Category: Fall 2023, Georgetown Magazine

Title:New center to study slavery and its legacies

Author: Rosemary Lane
Date Published: October 4, 2023
Students, faculty, and staff come together to participate in ongoing transcription and digitization efforts as a way to remember the injustices of enslavement and Georgetown’s own connection to the institution of slavery.
Students, faculty, and staff come together to participate in ongoing transcription and digitization efforts as a way to remember the injustices of enslavement and Georgetown’s own connection to the institution of slavery. | Photo: Phil Humnicky

Georgetown has launched a Center for the Study of Slavery and Its Legacies (GCSSL) to deepen its research, teaching, public programming, and interdisciplinary collaboration on the history of enslavement and its imprint.

The center connects faculty and student researchers across the university and sponsors new partnerships and scholarship on slavery and its legacies at Georgetown, throughout the District of Columbia, and in Catholic communities throughout the United States.

“Georgetown continues to be engaged in a long-term effort to understand and respond to our institution’s historical relationship to slavery,” says Georgetown President John J. DeGioia. “The center will support rigorous faculty and student research, innovative teaching, creative projects, and collaborative programs that sustain Georgetown’s commitment to facing our history.”

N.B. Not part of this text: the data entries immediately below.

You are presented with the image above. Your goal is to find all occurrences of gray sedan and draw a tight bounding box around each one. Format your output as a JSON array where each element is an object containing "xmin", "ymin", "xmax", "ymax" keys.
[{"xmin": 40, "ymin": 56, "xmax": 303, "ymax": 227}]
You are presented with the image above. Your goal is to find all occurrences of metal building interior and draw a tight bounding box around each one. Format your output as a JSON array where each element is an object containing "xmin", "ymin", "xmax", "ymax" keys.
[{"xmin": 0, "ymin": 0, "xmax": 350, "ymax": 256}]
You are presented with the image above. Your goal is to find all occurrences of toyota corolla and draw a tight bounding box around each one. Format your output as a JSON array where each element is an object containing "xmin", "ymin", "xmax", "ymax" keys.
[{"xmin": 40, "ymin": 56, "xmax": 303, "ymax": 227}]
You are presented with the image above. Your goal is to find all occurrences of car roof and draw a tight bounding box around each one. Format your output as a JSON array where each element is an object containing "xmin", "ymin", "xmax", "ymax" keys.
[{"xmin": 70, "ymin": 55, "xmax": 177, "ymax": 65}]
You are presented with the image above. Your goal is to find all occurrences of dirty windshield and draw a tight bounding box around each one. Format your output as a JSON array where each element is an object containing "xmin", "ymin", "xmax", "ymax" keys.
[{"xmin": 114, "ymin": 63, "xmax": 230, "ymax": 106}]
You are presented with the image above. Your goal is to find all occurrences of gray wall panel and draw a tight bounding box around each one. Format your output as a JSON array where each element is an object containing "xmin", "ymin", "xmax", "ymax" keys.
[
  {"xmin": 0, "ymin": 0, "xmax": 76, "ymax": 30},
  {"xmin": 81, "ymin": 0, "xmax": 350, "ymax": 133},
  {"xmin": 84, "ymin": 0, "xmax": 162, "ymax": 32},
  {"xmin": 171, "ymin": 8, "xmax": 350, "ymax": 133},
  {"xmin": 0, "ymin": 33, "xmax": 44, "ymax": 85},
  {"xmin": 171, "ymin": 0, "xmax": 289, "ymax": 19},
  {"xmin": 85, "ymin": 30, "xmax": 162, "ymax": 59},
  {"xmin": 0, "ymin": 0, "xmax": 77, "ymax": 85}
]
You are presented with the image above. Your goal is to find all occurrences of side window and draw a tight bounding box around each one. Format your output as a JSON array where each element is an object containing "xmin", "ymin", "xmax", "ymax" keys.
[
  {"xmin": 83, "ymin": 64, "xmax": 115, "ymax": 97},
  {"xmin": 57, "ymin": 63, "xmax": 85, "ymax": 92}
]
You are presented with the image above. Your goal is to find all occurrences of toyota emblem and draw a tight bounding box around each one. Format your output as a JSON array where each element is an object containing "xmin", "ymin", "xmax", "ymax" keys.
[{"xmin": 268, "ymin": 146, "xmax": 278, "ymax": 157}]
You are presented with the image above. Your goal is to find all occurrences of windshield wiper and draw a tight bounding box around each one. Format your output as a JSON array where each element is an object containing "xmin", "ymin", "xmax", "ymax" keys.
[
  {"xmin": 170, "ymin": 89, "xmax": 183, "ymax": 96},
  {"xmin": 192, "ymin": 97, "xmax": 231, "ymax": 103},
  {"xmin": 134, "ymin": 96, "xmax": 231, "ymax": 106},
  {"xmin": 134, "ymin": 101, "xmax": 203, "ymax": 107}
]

The center was first envisioned by the Working Group on Slavery, Memory, and Reconciliation, a group of Georgetown faculty, staff, students, and alumni formed in 2015 to engage the university community in a process of reflection about Georgetown’s involvement in slavery and to make recommendations for future action.

The internationally recognized Georgetown Slavery Archive (GSA) serves as the foundation for the center, with more than 450 items related to the history of slavery at Georgetown, slaveholding by the Maryland Province of the Society of Jesus, and the lives of enslaved people held by Georgetown and the Jesuits.

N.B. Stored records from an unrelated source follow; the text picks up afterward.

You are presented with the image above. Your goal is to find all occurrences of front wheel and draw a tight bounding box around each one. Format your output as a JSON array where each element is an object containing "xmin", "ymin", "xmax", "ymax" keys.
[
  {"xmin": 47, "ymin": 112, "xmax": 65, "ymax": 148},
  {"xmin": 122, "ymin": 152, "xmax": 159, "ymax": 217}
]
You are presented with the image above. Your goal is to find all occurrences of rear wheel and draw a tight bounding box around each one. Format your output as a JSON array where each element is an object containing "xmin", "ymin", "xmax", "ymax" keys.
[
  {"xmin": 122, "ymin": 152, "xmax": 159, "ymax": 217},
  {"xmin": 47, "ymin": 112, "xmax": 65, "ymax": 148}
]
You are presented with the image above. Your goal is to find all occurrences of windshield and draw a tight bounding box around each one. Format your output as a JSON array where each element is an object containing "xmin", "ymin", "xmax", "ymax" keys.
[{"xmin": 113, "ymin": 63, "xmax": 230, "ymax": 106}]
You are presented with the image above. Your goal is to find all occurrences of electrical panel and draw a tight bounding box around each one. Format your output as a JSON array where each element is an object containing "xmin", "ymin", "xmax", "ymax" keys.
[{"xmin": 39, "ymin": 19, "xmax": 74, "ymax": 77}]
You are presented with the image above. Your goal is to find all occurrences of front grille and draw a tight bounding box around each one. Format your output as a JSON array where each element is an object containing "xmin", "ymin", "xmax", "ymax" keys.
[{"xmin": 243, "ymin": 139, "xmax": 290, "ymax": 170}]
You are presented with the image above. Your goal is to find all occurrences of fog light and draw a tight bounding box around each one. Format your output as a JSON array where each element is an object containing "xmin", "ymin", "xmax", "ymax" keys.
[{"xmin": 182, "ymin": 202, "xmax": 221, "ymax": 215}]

“It’s not just about the past—although we do want to incubate rigorous scholarship on history,” GCSSL Founding Director Adam Rothman, a professor in the Department of History and curator of the Georgetown Slavery Archive, says of the center. “We also want to think about the echoes and reverberations of the history of slavery in the present, whether that’s in political institutions, economic life, or culture.”

The center is guided by a distinguished group of Georgetown faculty colleagues who bring a variety of disciplinary perspectives.

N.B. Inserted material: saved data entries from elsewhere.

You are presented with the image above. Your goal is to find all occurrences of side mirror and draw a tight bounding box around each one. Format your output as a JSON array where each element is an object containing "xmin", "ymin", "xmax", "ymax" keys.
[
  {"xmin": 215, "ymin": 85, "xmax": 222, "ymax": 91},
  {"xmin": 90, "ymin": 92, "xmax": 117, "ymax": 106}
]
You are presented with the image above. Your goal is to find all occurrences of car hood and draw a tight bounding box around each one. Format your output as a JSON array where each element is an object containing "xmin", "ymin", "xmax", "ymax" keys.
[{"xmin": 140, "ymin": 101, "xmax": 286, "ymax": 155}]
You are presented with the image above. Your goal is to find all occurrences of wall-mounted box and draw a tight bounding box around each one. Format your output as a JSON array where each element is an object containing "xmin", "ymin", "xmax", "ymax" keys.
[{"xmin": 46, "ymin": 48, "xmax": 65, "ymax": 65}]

For its first event last spring, the center hosted a two-part event on the Music of New Orleans with a screening of the film City of a Million Dreams, directed by Jason Berry (C’71), and a performance by the Dr. Michael White Quartet, featuring clarinetist Dr. Michael White, one of New Orleans’ most acclaimed musicians and the Rosa and Charles Keller Endowed Chair in the Humanities of New Orleans Music and Culture at Xavier University of Louisiana. Rothman spoke about the history of jazz and its connections to slavery in New Orleans.

In September, the center held a special launch event in Gaston Hall that featured a live performance of Carlos Simon’s Grammy-nominated “Requiem for the Enslaved” and a discussion with the artists.